Every autumn I wait to see how late in the calendar I go before I turn on the furnace.  I don’t know why this frugality is a pleasure, because the self-abnegation, the suffering, is only mine to bear.  I don’t defer dessert, generally speaking, and my four-year-old self would have eaten that researcher’s marshmallow in the test of delayed gratification.

Even now, as I wear shoes and socks, my toes are cold, so the contest no one wins will be over.

I suspect it is the Depression’s fault, as my father came of age in the 30’s and “It’s good enough” was a phrase he said often; per my cousins, my uncle repeated those same words.  We didn’t spend money on frills.

My father saved nails in a coffee can, and he would hammer out bent nails on his workbench in the basement.  My boys still laughingly recall the softball, torn hide, which was fixed so often with duct-tape that it became a silver duct-tape ball at my parents’ small house, where they could play Annie-Annie-over.  He removed the engine from a broken lawnmower, built a box, and had a converted wheelbarrow, of sorts. Like my thermostat game, he took pleasure in frugality.

My mother kept buttons in a jar to replace missing buttons, and I kept that jar, have those buttons still.  It is practical, and every time I open the jar and shake out the buttons to search for right color and size, I remember her house dress or that coat or see the Girl Scout insignia on a small brass fastener. 

In these days of environmental degradation, the pettiness of reusing nails and buttons seems to stand against all our wastefulness, the one-use plastics and fast fashion and other detritus creating the mid-ocean whorl of garbage, the policy debates about plastic straws and other nonsense.  If everyone lived like my father, there would be no waste; it would all be repurposed or composted. Whole industries might collapse. Retail would be in worse shape.
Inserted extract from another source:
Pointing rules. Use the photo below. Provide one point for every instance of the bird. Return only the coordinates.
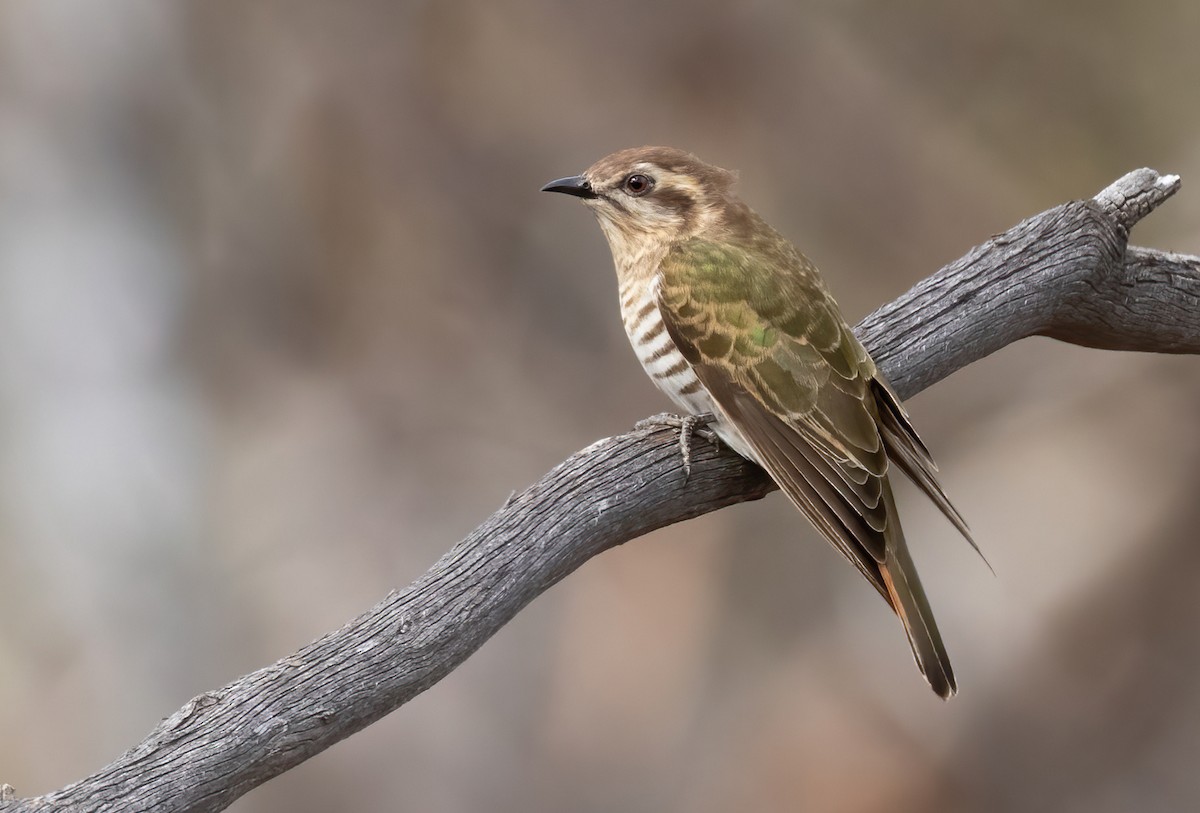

I’ve read the cumulative impact of individual actions is that you influence, and are influenced by, friends and neighbors.  Individual roofs with solar panels are frequently clustered; if your two neighbors have solar panels, maybe you’ll get them, too.  Maybe, if everyone delayed turning on the furnace as late into the season as possible, carbon emissions would decrease. 

So, I’m about to turn up my thermostat.  How long did you go, this fall?